何故、私がプリーストの続きが書けなくなったのか


 皆さんお久ぶりです、あさかんです。


 先に申しておきますと、私は超遅筆です。


 それは自分が描く物語の展開において事前に自身が納得できないと筆が進まないからです。


 

 現状は超遅筆ながらそこそこの読者を得ているおっさん×JKラブコメの「長い経緯」という長編作品を続けており、結構前に同時でもう一つ長編を作りたいなと模索していた時期がありました。


 そこで立ち上げたのがタイトルにもある異世界医療モノの「プリースト」なのです。


 この構想にもかなりの時間を要し、相当な自問自答を繰り返したのですが、試行錯誤の後にようやく「魔物の毒は多種多様で症状も様々なことからそれに適する解毒魔法も超複数存在し、早期に毒の判別を行い適した解毒術式を行わないと死に至る」という設定でいけば異世界魔法に現代医療的な面白さを融合させられると自分なりにGOサインが出ました。


 そこからは世界背景も登場人物も話を広げる為の鍵も順調に出来、起承転結の起の部分である2万文字の時点でこの物語の基礎部分が粗方だして一段落つけることが出来ました。


 まあ、つまり後は基本路線に沿ってどんどんキャラを動かしていけば良いという状態に出来たわけなのですが、まずこの段階で自分が感じたのが「異世界色が薄い」と言う点でした。


 現代医療モノでの様々な症状や病人が置かれていた状況から奇病、難病の病名を突き止めるという診断やカンファレンスの面白さを異世界モノで生かしたいというコンセプトから、そこに重点を置いてしまった感は確かに拭えません。

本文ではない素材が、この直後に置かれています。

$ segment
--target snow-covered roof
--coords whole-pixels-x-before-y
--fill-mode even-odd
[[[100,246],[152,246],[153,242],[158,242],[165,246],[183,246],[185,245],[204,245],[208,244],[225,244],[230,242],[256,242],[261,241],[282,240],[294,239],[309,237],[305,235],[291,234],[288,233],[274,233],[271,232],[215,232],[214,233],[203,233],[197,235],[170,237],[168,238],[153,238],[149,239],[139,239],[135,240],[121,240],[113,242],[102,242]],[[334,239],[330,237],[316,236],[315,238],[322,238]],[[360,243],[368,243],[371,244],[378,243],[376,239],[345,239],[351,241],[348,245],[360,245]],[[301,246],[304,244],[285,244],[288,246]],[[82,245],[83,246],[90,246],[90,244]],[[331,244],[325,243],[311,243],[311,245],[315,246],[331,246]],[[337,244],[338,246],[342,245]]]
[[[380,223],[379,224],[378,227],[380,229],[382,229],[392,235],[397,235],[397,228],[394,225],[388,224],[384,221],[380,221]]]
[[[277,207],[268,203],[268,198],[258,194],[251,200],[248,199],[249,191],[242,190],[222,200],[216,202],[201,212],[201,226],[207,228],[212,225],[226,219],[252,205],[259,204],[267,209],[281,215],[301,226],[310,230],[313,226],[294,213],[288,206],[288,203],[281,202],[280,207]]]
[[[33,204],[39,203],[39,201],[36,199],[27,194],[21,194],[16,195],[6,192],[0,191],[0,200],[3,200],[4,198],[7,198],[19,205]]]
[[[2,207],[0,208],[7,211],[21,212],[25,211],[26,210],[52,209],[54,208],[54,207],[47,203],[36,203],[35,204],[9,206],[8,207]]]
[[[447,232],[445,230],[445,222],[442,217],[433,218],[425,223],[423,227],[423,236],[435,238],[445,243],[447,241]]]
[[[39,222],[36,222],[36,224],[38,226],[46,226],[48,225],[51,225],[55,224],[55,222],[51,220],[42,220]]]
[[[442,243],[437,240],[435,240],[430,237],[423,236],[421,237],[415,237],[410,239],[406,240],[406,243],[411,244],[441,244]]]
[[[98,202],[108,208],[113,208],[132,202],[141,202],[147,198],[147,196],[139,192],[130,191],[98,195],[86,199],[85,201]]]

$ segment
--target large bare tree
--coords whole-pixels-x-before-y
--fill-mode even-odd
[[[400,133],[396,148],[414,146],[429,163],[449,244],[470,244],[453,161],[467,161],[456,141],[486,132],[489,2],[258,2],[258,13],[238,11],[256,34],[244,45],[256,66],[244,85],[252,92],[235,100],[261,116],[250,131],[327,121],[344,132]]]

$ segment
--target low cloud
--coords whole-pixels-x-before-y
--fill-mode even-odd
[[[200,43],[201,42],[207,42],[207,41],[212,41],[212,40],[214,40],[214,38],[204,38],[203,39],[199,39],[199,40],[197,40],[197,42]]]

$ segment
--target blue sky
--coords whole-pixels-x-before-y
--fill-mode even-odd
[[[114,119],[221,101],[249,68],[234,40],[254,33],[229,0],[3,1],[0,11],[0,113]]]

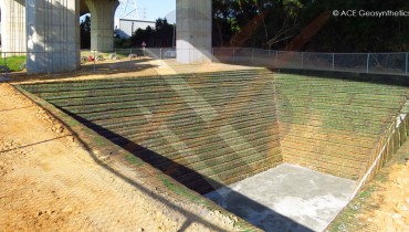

 そこで承転結に向けて異世界色を強くしようと構想を練り直しました。


 結論から言うと、私が「プリースト」の続きを書けなくなったのはそこで頓挫してしまったからです。


 異世界色を強くし、魔物との戦闘や異世界での生活感を大きく出し過ぎでしまうと物語のコンセプトである「医療」が死んでしまうのです。


 解り易く言うとジャンルとしては結構多い「異世界×現代ごはんモノ」などでは、異世界で現代の料理を作るシーンや異世界人がそれを食べるシーンが大半を占めていますよね?

 主人公が店なんかを経営していると、主人公の視点が基本なのでその店から離れられなくなってしまいます。そんな状態で異世界感を強く出すために冒険なんかに出てしまっては、現代ごはんモノである必要があるのか?という基礎部分を揺るがす事態になってしまうでしょう。


 そこで大半の異世界×現代ごはんモノの大部分は調理と食事がベースとなっているのです。


 しかし、これらの作品でも結局はまるで「外国人が日本料理を食べて驚いているだけ」のような作品になってしまっている感が強く、異世界である必要性が殆ど感じられなくなってしまいすぐに余程、異世界感と現代ごはんの絶妙な調整に成功しなければすぐに飽きられてしまう流れとなっております。


 アニメ化もした「居酒●のぶ」などはそこの調整を超絶妙に成功させた一例でありますが、それを無計画に実践しようとしてもかなり無理があるでしょう。


 しかも「プリースト」現代医療モノの面白さを異世界でやるというコンセプトでありながら、転生転移モノではなく純粋な異世界ファンタジーで成り立たせてしまおうという無理があって、今になってそれに気づいてしまったのです。


 現代モノの面白さは現代知識や現代の要素が異世界に入り込んでこそ魅力が伝わるのに、現代医療の知識がないためそこから逃げた私の大きなミスでした。


 まあ、案外書いてみればすんなり受け止められる内容になる可能性もなくはないと感じている部分もあるのですが、どうしても私は理屈屋であり、重大な懸念を残したまま筆を進めるのは不可能な性格なのです。


 

 皆さんも私のように途中で躓いて投げ出してしまった作品が多いと思いますが、どのようにしてそれを解決しているかご助言いただけたら幸いです。